I enjoy weight training and had a personal trainer for a number of years. He became a great friend overtime, but despite my effort to keep him off weight loss as a goal, he really just could not let it drop, including having me keep a food diary and share it with him on a weekly basis. Very triggering for someone with binge eating disorder!
At that time I was very shaky on my own understanding of size bias and debunking the belief that losing weight was always the right thing to do. I wish I knew then what I know now, because I really think he and I could’ve done some great work together. Don’t get me wrong, we did some really good work together at the time, but in terms of understanding fitness as separate from size, we/I didn’t progress as far as I think we could have.

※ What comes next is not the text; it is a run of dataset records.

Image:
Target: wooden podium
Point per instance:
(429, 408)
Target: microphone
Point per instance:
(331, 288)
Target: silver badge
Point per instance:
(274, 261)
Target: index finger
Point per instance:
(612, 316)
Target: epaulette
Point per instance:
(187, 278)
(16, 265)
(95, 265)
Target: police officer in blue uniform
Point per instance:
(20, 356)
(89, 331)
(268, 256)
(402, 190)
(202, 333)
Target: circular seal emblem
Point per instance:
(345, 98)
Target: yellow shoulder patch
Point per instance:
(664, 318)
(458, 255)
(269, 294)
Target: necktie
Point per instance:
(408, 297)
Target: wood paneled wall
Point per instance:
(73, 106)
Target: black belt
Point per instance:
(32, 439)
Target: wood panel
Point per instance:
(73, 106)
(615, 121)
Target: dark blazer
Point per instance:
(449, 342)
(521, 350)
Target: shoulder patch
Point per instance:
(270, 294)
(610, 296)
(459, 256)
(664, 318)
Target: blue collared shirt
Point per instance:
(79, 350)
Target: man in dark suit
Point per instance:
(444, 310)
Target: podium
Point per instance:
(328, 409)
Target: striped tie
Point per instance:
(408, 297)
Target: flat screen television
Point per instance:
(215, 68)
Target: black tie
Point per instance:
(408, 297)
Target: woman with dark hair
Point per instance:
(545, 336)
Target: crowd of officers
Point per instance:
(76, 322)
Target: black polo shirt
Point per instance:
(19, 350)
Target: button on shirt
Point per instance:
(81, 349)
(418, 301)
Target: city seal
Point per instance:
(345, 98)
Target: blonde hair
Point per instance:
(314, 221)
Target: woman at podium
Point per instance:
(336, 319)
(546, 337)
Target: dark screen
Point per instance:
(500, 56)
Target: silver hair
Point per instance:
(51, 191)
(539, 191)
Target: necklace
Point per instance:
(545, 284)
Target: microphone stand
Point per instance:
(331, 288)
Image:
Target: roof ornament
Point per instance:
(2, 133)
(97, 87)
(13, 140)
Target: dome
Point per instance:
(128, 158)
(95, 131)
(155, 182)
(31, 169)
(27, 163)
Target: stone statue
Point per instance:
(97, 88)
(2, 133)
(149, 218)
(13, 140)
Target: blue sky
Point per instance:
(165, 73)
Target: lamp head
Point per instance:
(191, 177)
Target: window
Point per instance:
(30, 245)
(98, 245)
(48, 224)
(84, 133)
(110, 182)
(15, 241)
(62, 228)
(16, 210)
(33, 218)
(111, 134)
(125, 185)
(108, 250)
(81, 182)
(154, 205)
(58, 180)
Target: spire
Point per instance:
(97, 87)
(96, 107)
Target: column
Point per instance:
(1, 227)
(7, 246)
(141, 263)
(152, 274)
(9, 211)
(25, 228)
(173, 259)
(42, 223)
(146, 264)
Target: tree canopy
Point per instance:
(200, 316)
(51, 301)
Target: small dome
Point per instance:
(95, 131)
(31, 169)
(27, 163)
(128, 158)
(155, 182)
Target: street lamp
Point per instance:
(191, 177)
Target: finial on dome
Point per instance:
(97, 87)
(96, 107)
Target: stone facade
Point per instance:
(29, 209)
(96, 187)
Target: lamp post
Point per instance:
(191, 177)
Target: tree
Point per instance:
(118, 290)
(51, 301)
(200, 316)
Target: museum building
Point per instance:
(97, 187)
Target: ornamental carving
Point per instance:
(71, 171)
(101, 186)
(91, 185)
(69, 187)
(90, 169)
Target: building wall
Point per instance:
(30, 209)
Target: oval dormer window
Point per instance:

I recently started training again after a 10 year gap. The first thing I told my new trainer was that I have an eating disorder, and he could not talk to me about weight loss, that our training together was all about gaining strength and fitness. He completely got it, and has never brought it up. Ironically, however, I spoke to some of his other clients, and very many talked about how they were there to lose weight! It actually kind of surprised me, because I had completely forgotten that weight loss could be associated with working out!
Keep on bringing it, Ragen!
As a personal trainer back in the day, I would never ever have recommended against strength training. It’s beyond ignorant and uneducated. That a trainer focused purely on aesthetics versus fitness.